2007-10-19

枯れ葉剤訴訟 因果関係(3)

3回連載の枯れ葉剤訴訟 因果関係の最終回です。 この記事は、ベトナム枯れ葉剤被害者協会常務理事レ・ドゥック・ティエット弁護士の執筆です。
アメリカ裁判所でのベトナム被害者の訴状はまだ「受理されていない」状態だ。(注:掲載誌”毒学”第1号発刊の時点で)
というのは、裁判所は法理論の基礎があるかどうかを判定するからだ。この期間は証拠をまだ見ていない。
従って、ダイオキシンと被害者の因果関係は裁判所が受理してから判定する。
現在、ダイオキシンの研究は、昔の80年代の研究と比べて遙かに進歩してきた。しかし、ダイオキシンに関する科学者の知識についていえば、現在でも乏しいと言える。
ダイオキシンは毒物だと分かっている。たとえ何十年経ても、ダイオキシンは土壌の中、血中に、脂肪の中に、人間の乳房の中に見つけることが出来る。

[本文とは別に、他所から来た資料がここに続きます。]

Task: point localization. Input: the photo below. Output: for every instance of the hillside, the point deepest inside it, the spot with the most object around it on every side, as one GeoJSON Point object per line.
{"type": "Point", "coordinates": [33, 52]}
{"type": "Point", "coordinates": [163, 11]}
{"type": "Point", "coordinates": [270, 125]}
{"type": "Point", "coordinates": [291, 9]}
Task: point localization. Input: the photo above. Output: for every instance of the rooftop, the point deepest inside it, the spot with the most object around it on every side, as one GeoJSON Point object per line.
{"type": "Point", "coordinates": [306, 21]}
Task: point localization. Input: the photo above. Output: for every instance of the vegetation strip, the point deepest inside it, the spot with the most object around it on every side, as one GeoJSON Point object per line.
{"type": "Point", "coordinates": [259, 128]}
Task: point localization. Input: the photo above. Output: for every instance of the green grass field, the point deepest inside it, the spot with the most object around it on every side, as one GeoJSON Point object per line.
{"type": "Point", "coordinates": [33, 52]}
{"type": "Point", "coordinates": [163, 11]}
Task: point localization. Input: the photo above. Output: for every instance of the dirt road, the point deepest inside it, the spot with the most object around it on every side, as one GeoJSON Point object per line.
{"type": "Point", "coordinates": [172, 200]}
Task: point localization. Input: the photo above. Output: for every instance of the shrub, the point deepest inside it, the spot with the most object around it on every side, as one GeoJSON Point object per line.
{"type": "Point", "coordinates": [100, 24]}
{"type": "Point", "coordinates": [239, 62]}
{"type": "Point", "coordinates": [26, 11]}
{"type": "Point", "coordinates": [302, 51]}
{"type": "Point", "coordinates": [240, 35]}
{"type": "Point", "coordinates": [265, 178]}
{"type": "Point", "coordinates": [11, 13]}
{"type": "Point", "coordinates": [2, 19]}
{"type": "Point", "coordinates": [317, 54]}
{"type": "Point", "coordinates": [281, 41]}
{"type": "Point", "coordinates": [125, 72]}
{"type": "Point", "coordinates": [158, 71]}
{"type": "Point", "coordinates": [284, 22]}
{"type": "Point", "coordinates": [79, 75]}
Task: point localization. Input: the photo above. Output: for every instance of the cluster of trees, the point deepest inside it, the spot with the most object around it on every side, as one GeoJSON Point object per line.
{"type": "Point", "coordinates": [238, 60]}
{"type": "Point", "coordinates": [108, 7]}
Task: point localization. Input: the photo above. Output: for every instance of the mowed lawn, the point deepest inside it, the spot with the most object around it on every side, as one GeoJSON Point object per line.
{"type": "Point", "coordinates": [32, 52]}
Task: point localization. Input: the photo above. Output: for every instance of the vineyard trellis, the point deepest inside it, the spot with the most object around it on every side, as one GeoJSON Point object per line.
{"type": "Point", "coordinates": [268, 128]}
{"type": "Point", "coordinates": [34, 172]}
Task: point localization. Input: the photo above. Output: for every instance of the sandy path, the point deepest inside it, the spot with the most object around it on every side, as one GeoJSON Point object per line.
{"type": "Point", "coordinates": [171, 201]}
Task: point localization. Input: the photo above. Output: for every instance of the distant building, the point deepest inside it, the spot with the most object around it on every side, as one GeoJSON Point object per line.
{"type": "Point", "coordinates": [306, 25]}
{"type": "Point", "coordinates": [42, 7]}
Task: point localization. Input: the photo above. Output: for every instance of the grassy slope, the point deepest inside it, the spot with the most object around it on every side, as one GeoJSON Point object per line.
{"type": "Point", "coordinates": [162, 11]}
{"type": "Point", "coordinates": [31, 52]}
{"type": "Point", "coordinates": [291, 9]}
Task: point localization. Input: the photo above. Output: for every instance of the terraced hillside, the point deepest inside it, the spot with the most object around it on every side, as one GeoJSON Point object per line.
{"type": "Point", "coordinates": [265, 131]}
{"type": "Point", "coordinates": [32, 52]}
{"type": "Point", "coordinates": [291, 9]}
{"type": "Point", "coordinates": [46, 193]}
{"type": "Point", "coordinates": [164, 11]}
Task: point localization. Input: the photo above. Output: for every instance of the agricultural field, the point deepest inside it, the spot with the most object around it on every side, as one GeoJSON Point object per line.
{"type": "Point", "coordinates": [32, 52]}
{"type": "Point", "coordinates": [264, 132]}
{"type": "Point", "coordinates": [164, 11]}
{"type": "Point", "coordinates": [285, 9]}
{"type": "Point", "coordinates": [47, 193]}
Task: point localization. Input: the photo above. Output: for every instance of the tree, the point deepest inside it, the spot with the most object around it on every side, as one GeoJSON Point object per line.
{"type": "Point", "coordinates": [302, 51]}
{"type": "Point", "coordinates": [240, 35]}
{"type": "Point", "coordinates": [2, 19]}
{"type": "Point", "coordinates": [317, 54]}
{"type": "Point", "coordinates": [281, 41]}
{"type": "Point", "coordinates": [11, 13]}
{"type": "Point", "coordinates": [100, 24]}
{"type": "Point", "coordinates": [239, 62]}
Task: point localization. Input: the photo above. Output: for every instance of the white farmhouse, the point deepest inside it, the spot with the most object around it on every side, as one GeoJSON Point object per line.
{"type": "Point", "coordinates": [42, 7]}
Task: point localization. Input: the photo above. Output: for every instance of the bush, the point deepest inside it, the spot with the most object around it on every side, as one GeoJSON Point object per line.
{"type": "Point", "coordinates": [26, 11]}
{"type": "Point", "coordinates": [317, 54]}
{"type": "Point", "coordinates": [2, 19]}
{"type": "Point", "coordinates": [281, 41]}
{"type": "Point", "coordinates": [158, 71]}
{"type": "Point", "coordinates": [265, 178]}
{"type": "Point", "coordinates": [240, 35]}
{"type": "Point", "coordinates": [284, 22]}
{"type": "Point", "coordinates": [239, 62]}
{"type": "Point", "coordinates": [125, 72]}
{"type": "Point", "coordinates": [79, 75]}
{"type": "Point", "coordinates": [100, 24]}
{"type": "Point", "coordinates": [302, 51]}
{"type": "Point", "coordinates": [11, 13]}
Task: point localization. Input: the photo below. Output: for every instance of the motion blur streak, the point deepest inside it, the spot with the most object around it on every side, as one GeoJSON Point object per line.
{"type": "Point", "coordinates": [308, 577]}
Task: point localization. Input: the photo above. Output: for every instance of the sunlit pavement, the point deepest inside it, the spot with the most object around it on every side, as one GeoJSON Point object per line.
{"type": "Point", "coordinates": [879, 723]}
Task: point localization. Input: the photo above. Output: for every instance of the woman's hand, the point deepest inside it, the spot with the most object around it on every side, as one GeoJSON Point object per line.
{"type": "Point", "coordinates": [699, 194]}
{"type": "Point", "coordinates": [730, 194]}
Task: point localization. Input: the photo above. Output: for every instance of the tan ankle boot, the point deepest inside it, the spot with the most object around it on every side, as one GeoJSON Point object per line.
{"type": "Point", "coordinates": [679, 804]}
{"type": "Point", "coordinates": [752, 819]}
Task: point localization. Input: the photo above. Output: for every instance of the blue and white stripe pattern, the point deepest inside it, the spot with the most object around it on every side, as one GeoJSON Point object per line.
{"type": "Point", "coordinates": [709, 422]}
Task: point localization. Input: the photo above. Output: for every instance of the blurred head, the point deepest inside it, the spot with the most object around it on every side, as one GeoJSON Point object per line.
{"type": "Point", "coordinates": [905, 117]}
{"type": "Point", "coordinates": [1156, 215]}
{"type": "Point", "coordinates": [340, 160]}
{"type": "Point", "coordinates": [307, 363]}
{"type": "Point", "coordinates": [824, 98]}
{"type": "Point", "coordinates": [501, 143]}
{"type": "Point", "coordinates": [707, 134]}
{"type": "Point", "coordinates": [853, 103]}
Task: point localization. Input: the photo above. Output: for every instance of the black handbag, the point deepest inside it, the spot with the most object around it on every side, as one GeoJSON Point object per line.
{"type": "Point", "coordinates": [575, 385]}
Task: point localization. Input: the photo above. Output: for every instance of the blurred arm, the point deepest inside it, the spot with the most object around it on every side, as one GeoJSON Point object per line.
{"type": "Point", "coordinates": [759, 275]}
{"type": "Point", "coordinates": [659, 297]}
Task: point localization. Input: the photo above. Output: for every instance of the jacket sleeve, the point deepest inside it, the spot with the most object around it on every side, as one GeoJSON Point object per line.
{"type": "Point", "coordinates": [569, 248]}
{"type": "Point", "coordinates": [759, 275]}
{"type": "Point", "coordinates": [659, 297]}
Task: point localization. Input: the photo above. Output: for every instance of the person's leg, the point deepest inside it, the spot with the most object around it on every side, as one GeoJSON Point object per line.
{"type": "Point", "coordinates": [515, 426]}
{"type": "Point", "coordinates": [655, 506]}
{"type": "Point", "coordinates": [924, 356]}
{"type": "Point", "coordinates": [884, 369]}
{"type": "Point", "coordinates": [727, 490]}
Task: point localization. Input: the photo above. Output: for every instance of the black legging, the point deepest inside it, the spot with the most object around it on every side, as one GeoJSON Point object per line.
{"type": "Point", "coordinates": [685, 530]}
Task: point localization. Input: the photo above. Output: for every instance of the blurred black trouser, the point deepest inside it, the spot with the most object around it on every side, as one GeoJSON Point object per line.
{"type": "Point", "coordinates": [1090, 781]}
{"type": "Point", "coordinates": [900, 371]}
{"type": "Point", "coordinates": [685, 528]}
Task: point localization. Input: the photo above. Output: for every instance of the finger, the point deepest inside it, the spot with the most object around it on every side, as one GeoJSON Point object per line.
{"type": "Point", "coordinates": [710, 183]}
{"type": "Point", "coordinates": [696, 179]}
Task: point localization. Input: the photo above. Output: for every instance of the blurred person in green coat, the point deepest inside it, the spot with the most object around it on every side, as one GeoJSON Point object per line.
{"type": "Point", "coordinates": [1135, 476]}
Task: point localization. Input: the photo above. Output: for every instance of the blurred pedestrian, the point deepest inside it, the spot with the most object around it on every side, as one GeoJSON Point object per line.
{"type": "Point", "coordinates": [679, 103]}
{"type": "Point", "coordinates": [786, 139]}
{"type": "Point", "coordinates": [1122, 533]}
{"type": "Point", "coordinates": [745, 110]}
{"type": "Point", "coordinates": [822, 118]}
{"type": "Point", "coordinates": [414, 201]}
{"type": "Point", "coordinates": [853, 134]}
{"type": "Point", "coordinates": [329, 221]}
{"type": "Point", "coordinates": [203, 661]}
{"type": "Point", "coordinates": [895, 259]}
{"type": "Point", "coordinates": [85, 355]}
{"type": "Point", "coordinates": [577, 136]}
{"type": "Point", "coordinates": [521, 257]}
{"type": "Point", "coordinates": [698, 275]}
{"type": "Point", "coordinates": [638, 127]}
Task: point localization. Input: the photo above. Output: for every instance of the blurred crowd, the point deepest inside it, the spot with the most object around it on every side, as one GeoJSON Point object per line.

しかし、科学者は人の体にダイオキシンがどういう影響あるかを十分研究し尽くしていない。ダイオキシンは、環境の中で人間にいつまで影響を与えるのか?

科学者は因果関係を発見するために、ダイオキシンをウサギやねずみの体内に入れることは出来るが、人体にいれることは出来ない。

科学者はどの病気がダイオキシンによる病気なのかの結論はまだ出せない。ダイオキシンの被害者と認定出来るように、自分の病気や自分の子供の病気と撒かれた枯れ葉剤との因果関係を証明しなくてはならない。

従って、因果関係の証明は、提訴にあたってとても重要なことになる。被害者一人ひとりにも重要なものになる。これはマンパワー、時間と資金が相当かかる。そして、広い分野の専門家の協力が必要になってくるのだ。(終わり)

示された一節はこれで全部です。